The results underscore a wider downturn in private valuations, particularly in the technology sector.

State-owned lender the British Business Bank has recorded a second straight annual loss as a decline in start-up valuations weighed on its financial performance.

The bank, which aims to boost the economy by investing in smaller UK firms, posted a £122m loss for the financial year to the end of March, after already losing £135m the year before.

The results underscore a wider downturn in private valuations, particularly in the technology sector, since the end of the Covid-19 pandemic.

The bank saw a £453m profit in 2022 but on Thursday a £162m fall in the value of its investments over the previous financial year.

Louis Taylor, the British Business Bank’s chief executive, said the lender had “performed above expectations overall in what were very difficult market conditions” and that unrealised losses marked “short-term falls in the book valuation of long-term investments, rather than actual cash losses”.

The British Business Bank, which committed a record £2.3bn in funding in 2023/24, said in an impact report that its work last year would support almost 40,000 new jobs and add £8.4bn to the UK economy.

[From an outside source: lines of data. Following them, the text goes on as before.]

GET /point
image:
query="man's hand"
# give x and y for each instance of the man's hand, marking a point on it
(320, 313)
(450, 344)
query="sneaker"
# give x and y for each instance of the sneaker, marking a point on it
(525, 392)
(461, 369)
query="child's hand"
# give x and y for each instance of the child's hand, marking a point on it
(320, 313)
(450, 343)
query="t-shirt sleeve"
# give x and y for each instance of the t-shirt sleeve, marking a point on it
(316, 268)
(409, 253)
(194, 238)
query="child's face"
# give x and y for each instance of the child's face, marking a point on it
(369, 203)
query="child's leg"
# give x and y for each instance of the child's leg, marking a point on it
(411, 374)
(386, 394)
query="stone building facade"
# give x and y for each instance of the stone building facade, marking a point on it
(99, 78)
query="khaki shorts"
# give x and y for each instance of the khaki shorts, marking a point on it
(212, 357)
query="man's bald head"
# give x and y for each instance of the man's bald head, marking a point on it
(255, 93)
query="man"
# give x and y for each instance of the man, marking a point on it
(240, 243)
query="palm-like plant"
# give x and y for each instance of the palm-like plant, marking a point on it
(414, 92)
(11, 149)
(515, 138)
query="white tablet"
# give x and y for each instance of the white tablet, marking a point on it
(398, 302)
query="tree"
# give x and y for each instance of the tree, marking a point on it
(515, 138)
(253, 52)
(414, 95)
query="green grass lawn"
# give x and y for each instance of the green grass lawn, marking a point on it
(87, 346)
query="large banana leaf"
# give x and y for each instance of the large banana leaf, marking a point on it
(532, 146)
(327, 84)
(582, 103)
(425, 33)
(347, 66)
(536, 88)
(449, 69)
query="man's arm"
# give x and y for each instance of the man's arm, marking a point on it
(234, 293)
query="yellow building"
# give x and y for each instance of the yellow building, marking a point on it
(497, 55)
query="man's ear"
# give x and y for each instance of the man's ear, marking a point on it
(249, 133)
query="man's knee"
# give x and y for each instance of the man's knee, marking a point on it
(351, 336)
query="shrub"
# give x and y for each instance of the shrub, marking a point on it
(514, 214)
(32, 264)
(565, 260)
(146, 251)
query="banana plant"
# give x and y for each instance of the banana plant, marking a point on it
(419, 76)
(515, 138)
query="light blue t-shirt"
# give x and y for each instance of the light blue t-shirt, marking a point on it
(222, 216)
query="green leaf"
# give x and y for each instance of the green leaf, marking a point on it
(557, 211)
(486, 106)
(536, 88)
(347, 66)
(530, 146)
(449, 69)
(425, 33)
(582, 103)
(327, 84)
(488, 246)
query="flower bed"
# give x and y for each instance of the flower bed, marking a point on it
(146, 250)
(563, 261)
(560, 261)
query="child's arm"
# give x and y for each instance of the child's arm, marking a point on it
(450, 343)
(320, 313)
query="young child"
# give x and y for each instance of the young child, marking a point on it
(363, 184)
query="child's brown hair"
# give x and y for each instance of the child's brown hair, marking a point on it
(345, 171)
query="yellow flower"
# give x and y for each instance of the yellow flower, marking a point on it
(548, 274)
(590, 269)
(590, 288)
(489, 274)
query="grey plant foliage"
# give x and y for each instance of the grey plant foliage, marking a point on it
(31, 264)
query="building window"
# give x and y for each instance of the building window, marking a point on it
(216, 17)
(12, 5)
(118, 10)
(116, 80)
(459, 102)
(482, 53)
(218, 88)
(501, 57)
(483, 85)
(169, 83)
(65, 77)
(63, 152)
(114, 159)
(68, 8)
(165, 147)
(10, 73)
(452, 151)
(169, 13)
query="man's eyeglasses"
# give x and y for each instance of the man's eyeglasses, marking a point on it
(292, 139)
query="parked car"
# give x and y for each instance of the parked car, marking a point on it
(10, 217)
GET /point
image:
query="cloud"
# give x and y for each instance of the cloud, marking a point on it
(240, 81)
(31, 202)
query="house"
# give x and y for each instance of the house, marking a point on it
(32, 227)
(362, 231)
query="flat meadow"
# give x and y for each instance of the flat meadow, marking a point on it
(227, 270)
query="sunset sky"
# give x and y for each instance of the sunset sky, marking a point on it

Labour chancellor Rachel Reeves said last month that the British Business Bank and UK Infrastructure Bank would become aligned under a new National Wealth Fund to be launched with £7.3bn of state funding.

Elsewhere, the bank is exploring ways to boost institutional investment in the UK through a new fund for pension schemes and asset managers to invest in private companies.

“We have been asked to actively explore how the bank could do more to crowd in private investment,” Stephen Welton, the bank’s chair, said on Thursday.

“I am confident of the benefits that this work may potentially bring to the economy and growth companies across the country.”